Have a fabulous Friday.
Best wishes Molly

Bocci said...

Yes, we think it's an interesting advancement...we'll see, I'm sure!

Frankie Furter and Ernie said...

THIS is a NEW one to US. We have both had.. BIG BOY surgery.
Mom got her furst Dog 55years ago and That one and Every one Since has had Big Boy Surgery or WhoWhoectomies.

Random Felines said...

here's the thing though.....if they surrender the dog, it gets lost or whatever, a shelter or rescue group has no way of knowing about the shot and will do surgery anyhow. So sure....it may seem like a simple solution, but I don't think it solves the "bottleneck" problem.

KB said...

That's interesting. I had a choice, recently. My choice was to delay spaying my girl until she was about 18 months old so that she'd get some of the benefits of estrogen until then.

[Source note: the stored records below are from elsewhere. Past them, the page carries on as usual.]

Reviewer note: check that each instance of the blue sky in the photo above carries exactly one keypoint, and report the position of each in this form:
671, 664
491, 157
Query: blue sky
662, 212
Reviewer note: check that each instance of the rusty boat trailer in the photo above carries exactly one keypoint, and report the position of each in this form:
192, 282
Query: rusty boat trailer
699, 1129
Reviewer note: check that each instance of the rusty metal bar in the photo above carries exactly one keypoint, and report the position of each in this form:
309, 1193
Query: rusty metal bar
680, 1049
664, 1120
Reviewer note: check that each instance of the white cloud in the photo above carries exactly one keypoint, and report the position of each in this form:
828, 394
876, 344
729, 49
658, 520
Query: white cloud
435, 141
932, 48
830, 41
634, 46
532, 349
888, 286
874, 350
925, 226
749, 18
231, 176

The big problem with alternatives to spaying/neutering, in my opinion, is the continued influence of sex hormones on behavior. If a dog still has testosterone at normal levels, he'll find any way possible to get to a female in heat. Of course, he can't make puppies but it's still very dangerous for the dog. I wonder if this drug affects testosterone levels?

Bocci said...

Interesting questions and one that this article didn't answer. I believe from other articles I've read that the hormone levels are decreased, which might reduce some of the behavior problems.
Interesting, though, that the one dog I had who wasn't neutered didn't have any behavior problems at all, really. Unless my memory of my dear Benjie is rose colored!